According to Smithsonian Magazine:
“Jeff Campbell worked for 20 years as a criminal investigator for the state of New Mexico. He specialized in cold cases. These days, he applies his sleuthing skills to a case so cold it’s buried beneath a century and a half of windblown prairie.
“Here’s the crime scene,” Campbell says, surveying a creek bed and miles of empty grassland. A lanky, deliberate detective, he cups a corncob pipe to light it in the flurrying snow before continuing. “The attack began in predawn light, but sound carries in this environment. So the victims would have heard the hooves pounding towards them before they could see what was coming.”
Campbell is reconstructing a mass murder that occurred in 1864, along Sand Creek, an intermittent stream in eastern Colorado. Today, less than one person per square mile inhabits this arid region. But in late autumn of 1864, about 1,000 Cheyenne and Arapaho lived in tepees here, at the edge of what was then reservation land. Their chiefs had recently sought peace in talks with white officials and believed they would be unmolested at their isolated camp.
When hundreds of blue-clad cavalrymen suddenly appeared at dawn on November 29, a Cheyenne chief raised the Stars and Stripes above his lodge. Others in the village waved white flags.
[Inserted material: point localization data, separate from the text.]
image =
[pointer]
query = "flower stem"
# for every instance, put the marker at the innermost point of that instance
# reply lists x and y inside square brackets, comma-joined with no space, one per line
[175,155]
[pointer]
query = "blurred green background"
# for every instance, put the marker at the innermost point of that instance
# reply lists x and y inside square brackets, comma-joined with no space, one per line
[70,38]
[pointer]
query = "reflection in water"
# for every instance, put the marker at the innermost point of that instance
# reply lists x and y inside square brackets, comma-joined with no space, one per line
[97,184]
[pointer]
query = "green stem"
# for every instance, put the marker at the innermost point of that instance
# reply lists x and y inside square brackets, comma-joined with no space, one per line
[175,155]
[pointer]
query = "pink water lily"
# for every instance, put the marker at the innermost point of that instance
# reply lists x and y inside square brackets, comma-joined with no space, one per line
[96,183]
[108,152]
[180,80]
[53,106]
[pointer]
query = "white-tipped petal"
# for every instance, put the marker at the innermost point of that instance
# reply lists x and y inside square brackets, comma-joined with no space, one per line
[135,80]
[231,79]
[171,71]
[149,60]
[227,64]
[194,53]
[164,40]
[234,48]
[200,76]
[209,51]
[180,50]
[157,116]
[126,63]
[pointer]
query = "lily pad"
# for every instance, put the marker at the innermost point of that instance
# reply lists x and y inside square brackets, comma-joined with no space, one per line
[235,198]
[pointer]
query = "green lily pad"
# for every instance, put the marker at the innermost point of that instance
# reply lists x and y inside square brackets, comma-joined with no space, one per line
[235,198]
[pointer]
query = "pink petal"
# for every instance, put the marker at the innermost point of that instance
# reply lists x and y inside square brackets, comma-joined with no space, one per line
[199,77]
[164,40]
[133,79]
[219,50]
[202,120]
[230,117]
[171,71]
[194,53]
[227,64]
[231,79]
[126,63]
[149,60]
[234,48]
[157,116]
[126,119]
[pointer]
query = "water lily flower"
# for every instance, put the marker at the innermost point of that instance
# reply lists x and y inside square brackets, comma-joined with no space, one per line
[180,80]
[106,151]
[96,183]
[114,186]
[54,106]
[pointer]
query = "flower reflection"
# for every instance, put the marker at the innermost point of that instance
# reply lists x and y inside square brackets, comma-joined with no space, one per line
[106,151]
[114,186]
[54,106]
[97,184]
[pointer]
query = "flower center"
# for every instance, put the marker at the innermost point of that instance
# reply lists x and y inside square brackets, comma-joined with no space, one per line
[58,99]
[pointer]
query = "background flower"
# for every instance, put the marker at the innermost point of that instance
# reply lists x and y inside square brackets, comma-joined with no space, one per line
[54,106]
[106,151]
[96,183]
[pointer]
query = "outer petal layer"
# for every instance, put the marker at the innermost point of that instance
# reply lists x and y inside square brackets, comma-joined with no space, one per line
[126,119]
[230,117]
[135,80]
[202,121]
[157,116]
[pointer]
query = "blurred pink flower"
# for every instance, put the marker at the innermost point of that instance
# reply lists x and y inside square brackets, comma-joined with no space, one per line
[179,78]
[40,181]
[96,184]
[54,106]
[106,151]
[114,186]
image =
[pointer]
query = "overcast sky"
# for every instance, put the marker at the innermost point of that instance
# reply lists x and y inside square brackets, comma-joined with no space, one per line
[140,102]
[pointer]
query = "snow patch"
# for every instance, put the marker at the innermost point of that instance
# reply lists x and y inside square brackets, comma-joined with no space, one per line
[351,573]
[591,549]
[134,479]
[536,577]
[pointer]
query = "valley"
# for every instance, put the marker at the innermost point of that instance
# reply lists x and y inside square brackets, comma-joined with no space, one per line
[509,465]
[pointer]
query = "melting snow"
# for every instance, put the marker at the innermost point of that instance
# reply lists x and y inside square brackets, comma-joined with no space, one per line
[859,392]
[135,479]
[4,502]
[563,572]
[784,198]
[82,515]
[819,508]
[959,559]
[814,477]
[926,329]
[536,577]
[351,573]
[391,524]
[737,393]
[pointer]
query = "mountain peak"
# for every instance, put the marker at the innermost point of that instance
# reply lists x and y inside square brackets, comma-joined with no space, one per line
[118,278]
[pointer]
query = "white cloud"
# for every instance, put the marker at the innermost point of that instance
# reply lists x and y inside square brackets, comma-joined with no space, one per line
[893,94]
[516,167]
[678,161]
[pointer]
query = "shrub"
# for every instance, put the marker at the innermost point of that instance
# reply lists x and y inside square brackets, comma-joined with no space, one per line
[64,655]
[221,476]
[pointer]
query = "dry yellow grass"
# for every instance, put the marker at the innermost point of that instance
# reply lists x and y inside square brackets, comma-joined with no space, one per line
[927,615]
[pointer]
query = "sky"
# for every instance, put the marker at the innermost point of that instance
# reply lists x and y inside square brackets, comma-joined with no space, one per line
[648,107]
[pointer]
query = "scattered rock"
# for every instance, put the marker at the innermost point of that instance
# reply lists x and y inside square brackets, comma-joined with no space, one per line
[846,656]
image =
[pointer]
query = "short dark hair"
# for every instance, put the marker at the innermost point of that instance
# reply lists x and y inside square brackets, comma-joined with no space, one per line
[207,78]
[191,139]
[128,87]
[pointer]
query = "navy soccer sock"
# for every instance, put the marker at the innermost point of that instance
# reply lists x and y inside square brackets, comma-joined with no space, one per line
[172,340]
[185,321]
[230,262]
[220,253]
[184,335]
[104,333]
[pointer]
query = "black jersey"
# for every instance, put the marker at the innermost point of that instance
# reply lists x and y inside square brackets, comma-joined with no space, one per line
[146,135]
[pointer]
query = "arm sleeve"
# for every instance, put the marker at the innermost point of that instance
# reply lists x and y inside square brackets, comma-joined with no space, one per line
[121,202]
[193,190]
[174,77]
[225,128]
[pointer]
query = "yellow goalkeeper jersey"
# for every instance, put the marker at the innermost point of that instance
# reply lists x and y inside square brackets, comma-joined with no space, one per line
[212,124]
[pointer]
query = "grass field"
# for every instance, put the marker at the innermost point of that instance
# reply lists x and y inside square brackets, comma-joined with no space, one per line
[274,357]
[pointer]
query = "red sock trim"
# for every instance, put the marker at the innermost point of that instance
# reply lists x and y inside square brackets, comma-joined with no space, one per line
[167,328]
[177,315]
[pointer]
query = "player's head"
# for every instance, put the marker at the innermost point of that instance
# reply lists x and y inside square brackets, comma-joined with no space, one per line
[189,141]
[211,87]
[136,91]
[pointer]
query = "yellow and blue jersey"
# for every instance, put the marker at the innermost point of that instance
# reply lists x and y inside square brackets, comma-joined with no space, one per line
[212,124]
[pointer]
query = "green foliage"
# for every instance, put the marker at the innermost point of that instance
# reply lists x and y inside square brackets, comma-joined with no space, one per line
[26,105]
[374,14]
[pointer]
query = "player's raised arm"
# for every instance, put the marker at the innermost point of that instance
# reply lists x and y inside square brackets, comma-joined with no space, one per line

The troops replied by opening fire with carbines and cannon, killing at least 150 Indians, most of them women, children and the elderly. Before departing, the troops burned the village and mutilated the dead, carrying off body parts as trophies.”
This certainly is gruesome enough. There have been people executed for either political reasons or suspected acts of disloyalty to our government. Such is the case of Sacco and Vanzetti, the four anarchists executed for their alleged part in the Haymarket Affair and Julius Rosenberg and Ethel Rosenberg. None of these people committed outright murder and politics were the main reasons for their executions.
There are also the other wars such as Vietnam. Over a million Vietnamese died in that war. Did most of them really want the US to stop them from being communists? Was the USright to insist that capitalism prevail there?
After the Nicaraguan Sandinista Revolution, capital punishment was outlawed. Capital punishment is still on the books in Cuba, but no one has been executed in several years. So it would seem that the USgovernment—especially under Trump, is and has been quite murderous. The rest of Europe has abandoned capital punishment, but the US keeps on killing people.
There was plenty of evidence that MS Montgomery was mentally ill. She was not completely sane. So our system of government executed a person who was mentally unbalanced. Once again, our government is murderous under Trump and the system has allowed it. It is hard to say why Trump has such a lust for blood, but it speaks badly of the US justice system that such executions are taking place. This is just about the only place left on Earth where people are executed, with the exeption of the hell holes this country has propped up such as Iraq.